Drawing a ‘bright line’ rule over AI inventorship

The US Court of Appeals for the Federal Circuit has rejected an attempt by researcher Stephen Thaler to name an artificial intelligence (AI) machine that he created as the inventor of two patents.

This decision upholds a September decision by a Virginia federal judge.

More clarity

In the ruling handed down on August 5, the three-judge panel stated that the US Patent Act is clear that only human beings qualify as inventors, and that only natural persons can be an inventor under the law.

This decision follows a similar overseas ruling in a case involving Thaler where the board that oversees the European Patent Office appeals also determined that AI cannot be listed as an inventor on patents.

So does this end the question of whether AI can be an inventor on patents?
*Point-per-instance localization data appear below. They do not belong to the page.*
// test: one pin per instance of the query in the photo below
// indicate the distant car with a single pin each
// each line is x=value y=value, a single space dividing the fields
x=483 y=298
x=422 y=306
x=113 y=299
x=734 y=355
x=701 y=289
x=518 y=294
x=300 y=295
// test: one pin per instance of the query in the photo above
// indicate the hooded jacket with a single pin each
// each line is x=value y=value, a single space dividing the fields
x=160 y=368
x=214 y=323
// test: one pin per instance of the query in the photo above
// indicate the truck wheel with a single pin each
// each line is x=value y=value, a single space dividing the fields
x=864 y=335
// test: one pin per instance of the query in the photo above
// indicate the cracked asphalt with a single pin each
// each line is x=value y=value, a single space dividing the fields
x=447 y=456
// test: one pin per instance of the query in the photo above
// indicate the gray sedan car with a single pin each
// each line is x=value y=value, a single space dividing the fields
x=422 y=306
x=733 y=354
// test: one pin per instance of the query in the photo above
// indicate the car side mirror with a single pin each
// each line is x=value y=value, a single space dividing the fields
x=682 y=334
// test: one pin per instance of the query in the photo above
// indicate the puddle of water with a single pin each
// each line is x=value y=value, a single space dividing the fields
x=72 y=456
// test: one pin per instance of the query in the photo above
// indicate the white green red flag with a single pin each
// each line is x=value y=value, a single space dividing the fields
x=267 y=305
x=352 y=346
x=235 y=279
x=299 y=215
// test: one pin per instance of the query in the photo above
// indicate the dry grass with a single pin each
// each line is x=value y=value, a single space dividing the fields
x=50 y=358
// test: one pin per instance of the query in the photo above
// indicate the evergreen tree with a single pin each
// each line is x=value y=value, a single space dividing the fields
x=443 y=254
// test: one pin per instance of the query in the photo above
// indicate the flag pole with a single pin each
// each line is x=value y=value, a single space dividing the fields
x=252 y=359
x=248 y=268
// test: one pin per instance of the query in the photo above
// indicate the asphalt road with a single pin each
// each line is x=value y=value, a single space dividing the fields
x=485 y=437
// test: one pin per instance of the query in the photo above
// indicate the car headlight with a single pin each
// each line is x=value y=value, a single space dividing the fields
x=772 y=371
And what  will this mean for AI in the IP space moving forward?

The Federal Circuit’s decision does provide a nominal bright line rule requiring an ‘inventor’ to be a human.

This provides clarity on the front end, supporting the US Patent and Trademark Office’s decision to reject patent applications where the inventor is declared to be AI.
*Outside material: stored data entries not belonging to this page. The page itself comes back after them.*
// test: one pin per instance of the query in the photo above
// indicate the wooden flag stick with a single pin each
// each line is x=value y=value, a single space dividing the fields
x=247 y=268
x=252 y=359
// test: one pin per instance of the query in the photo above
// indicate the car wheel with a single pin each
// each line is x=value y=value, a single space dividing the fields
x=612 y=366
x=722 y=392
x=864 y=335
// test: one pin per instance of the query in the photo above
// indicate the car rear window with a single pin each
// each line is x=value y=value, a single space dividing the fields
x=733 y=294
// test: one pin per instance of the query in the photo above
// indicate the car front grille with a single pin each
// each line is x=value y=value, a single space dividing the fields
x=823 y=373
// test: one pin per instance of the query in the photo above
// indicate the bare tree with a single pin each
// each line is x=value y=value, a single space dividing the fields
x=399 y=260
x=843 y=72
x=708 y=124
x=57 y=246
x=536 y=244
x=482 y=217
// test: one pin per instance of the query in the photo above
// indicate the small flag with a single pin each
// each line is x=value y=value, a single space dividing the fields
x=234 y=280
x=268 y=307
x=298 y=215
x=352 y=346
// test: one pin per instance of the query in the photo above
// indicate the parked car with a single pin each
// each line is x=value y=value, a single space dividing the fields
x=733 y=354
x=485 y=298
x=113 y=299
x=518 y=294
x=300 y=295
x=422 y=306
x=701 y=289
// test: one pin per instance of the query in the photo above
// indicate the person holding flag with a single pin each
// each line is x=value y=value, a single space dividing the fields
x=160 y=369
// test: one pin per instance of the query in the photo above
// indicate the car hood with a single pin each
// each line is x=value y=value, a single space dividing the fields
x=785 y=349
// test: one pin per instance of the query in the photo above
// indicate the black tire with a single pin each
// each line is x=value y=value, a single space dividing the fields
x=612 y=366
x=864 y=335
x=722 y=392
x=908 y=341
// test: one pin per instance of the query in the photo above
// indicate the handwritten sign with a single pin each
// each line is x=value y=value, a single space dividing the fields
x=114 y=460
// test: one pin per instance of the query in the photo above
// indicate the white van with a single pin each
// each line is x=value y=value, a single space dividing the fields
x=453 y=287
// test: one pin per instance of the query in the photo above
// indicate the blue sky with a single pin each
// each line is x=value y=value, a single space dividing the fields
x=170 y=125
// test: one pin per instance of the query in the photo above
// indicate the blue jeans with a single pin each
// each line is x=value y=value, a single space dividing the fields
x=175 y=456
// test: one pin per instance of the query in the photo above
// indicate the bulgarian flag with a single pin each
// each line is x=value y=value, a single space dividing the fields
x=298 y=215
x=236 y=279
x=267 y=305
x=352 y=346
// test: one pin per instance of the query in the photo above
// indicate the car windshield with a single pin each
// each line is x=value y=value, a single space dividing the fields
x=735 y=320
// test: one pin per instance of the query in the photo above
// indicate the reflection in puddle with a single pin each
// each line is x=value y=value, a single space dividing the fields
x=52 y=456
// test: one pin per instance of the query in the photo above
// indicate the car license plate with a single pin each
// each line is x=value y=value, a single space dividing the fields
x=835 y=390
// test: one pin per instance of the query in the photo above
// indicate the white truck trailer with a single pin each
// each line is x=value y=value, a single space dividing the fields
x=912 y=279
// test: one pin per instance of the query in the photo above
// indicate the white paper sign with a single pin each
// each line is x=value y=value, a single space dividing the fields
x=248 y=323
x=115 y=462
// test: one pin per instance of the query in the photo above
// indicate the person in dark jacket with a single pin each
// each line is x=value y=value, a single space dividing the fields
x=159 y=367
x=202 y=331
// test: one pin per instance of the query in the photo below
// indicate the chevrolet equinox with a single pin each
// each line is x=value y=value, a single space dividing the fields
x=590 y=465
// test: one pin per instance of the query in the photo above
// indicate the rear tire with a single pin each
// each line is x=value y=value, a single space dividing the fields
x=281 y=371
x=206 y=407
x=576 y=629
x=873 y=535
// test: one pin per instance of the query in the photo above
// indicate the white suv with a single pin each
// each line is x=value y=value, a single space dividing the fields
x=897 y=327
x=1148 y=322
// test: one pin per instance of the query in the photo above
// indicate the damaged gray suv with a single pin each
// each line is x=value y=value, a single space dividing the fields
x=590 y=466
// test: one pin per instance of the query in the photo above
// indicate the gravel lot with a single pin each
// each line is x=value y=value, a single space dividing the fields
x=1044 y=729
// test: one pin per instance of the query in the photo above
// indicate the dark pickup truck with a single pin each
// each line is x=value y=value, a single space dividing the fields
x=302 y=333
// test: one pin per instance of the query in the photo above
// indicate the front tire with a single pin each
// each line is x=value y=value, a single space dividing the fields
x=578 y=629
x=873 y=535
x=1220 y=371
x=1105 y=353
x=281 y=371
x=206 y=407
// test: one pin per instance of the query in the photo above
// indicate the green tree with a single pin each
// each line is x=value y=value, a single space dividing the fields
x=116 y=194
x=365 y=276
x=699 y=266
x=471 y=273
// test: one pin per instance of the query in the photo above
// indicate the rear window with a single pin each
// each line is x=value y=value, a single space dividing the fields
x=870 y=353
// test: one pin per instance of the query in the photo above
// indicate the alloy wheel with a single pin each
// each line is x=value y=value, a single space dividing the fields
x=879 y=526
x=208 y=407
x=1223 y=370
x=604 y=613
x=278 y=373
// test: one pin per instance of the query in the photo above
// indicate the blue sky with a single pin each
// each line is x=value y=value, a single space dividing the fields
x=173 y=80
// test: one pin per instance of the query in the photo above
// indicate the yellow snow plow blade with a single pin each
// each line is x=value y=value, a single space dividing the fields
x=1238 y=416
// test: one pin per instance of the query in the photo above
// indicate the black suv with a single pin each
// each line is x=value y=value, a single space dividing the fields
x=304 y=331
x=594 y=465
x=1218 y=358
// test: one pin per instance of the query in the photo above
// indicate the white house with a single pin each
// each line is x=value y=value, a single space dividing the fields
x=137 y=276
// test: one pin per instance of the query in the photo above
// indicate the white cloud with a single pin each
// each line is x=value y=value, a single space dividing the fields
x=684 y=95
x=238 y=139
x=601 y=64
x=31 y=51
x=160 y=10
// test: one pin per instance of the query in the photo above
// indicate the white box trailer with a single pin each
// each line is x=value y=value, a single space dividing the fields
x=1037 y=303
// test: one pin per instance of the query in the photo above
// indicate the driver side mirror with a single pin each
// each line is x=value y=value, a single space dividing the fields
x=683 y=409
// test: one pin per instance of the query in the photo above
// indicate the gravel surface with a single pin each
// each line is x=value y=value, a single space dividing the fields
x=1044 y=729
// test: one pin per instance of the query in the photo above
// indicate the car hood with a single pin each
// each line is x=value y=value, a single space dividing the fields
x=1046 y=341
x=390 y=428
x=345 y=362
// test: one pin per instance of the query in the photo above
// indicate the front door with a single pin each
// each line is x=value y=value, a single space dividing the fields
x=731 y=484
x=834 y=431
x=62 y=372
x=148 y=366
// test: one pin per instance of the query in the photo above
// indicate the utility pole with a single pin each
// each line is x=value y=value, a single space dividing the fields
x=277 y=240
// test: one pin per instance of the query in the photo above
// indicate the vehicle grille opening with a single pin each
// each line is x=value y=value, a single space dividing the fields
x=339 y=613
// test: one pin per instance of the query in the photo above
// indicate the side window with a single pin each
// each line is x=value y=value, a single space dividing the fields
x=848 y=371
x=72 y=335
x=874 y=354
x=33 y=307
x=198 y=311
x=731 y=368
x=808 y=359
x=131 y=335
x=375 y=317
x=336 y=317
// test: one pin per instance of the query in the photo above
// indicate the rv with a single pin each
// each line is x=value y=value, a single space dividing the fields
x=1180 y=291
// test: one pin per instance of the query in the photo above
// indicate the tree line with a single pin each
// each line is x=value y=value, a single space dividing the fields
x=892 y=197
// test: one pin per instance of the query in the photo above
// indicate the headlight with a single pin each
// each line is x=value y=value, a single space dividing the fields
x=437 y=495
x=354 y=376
The record on appeal meant that the court was able to resolve a pure question of law —because the applicant was declared to be AI.

Complex questions remain

The more complex question that the court did not have to confront in this case is what level of reliance on AI in the invention process would deprive a human from having standing to claim inventorship.

Put another way, if AI is used as a tool to create an invention, then, just as with more traditional inventions, the use of tools to carry out an invention does not bar an applicant’s claim of inventorship.

But, under the current Federal Circuit ruling, if the role of AI in the inventive process rises to the level of an inventor, then the invention is disqualified from eligibility for patent protection.

This is a factual question with perhaps some very difficult ‘line drawing’ that was avoided by the Thaler case, that may well lie ahead in other cases.

Note that this type of line drawing is not unprecedented.

Our analysis of inventorship under US law routinely requires consideration of whether the contributions of human collaborators make them an inventor.

If so, the human is named on the patent application as an inventor and prosecution of the patent moves forward. Under the Thaler ruling, however, if the same inventorship analysis concludes that AI is an inventor, because AI can’t be named as an inventor, the AI claims are ineligible for patent protection.

The ruling touches on the key issue of whether an AI should own property. Under US law, patent ownership initially vests with the inventor.

A patent is a property right that can be assigned, sold, pledged as collateral, licensed, enforced in court, etc.

If AI were permitted to be an inventor it would, through the grant of a patent, have a property right.  This raises a policy question: do we want AI to have property rights (or any type of rights)?

Long-term forecast

AI, once only a research challenge, is now becoming a commodity technology that is omnipresent in many commercial products.

As technology evolves, AI is developing intelligence evolving towards being able to meet the requirements articulated in the law separating assistants and tools from being inventors.

Long term, a bright line rule potentially eliminating an entire class of technology from patent eligibility could foreclose economic progress in some sectors. Conversely, adapting patent rules to meet AI technology as it evolves could promote innovation if balanced against other policy and statutory constraints.